Her poemhunter link: https://m.poemhunter.com/lesley-merrin/

The Interview

1. What were the circumstances under which you began to write poetry?
I have had this overwhelming desire to write since I was very young: letters, diaries, articles for magazines, life histories and the occasional poem.  I have always loved poetry and used to read poems to my children before they went to sleep.  I think the first poem I wrote was when I was about eighteen,
I was a Teacher of English for fifteen years and set poetry writing tasks for my pupils so would write examples for them to encourage them.
I also wrote a few of my own poems towards the end of my teaching career I started writing poetry more seriously when I met Ian Parks and was entranced by his knowledge and his ability to enthuse everyone. He made very difficult poetry accessible and interesting and I have him and other members of Read to Write who encouraged me to take poetry more seriously.

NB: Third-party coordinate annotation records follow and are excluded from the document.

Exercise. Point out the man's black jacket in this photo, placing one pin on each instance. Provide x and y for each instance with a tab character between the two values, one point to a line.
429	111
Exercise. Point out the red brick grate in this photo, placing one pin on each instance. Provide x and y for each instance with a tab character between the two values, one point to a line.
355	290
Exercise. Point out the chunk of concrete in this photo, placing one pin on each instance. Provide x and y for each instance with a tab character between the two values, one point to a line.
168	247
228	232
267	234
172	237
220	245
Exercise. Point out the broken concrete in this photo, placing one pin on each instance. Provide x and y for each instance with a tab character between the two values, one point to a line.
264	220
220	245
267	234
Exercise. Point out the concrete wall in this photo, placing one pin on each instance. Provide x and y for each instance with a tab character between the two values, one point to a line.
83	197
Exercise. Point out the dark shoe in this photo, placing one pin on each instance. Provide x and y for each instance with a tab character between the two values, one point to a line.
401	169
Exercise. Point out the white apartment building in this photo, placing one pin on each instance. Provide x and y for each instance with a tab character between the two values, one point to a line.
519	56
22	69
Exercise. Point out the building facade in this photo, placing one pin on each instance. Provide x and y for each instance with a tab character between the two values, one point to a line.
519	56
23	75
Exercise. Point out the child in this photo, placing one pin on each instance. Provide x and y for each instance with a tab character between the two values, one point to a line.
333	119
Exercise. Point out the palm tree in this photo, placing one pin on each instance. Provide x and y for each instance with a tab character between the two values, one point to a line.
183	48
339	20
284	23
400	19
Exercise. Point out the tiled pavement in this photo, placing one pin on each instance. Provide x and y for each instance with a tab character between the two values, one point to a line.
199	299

2. Who introduced you to poetry?
My passion for poetry came from my father.  He was a very social man and would have late night parties after leaving the pub.  His friends came along and some sang, and others performed poetry.  His repertoire was extensive, such as Rudyard Kipling, the monologues that were performed by Stanley Holloway, Keats, Hilaire Belloc, and many more.
Although my experience has been enriched by my involvement with Read to Write.
3. How aware were you of the dominating presence of older poets?
I suppose because of my background I have been introduced to many varied poets and feel the more that you read the more you learn.  If you are aware of the varied styles you are able to create your own style and make progress as a poet yourself.
4. What is your daily writing routine?
To be honest I don’t have a routine. I make a lot of notes in my writing book, often conversations in a café, on a bus, or the pub.  Or I see something happen which I think it is worth noting.  I have ideas circulating in my head, then when they come to fruition I begin to write a poem, I can’t write every day because I have to feel a passion for a poem or an idea for it to be successful in my own eyes. If not, I can’t make it work.   A few months ago, I was moved when some Asian men were holding their own service outside a Cathedral.  They were decrying the recent bombings and said although the men responsible called themselves Muslims they were not, because true Muslims were peaceful people.  I wrote a poem about it and believe this to be one of my best poems because I really felt the passion of the men’s message and a real need to write a poem about it.
5. What motivates you to write?

I think I’ve already answered that question with the previous answer. However, I have this need to write in some form or another. I always have, and I don’t honestly think that will change.

6. What is your work ethic?
I suppose because I have worked consistently for forty years and have now retired I just write when I feel the need.  When I am set a task by Ian at R2W I sometimes have something in my head that I have wanted to write for a long time and it fits the criteria, sometimes I struggle and must do some research beforehand, I always in the end really enjoy it whichever way I approach a poem.  It always takes several drafts before I can find it acceptable, but I find the whole process exciting and worthwhile even if it is quite hard.  Sometimes someone asks ‘how long did it take to write that poem?’ and I say probably a couple of hours.  But, later I think that poem has been going around in my head for a few weeks.  It/s the pulling together and writing the poem that take two hours,

7. How do the writers you read when you were young influence you today?
Any poet that you read, study and perform has an influence on you. You are not always aware of this and features of the poem may turn up in your own poetry.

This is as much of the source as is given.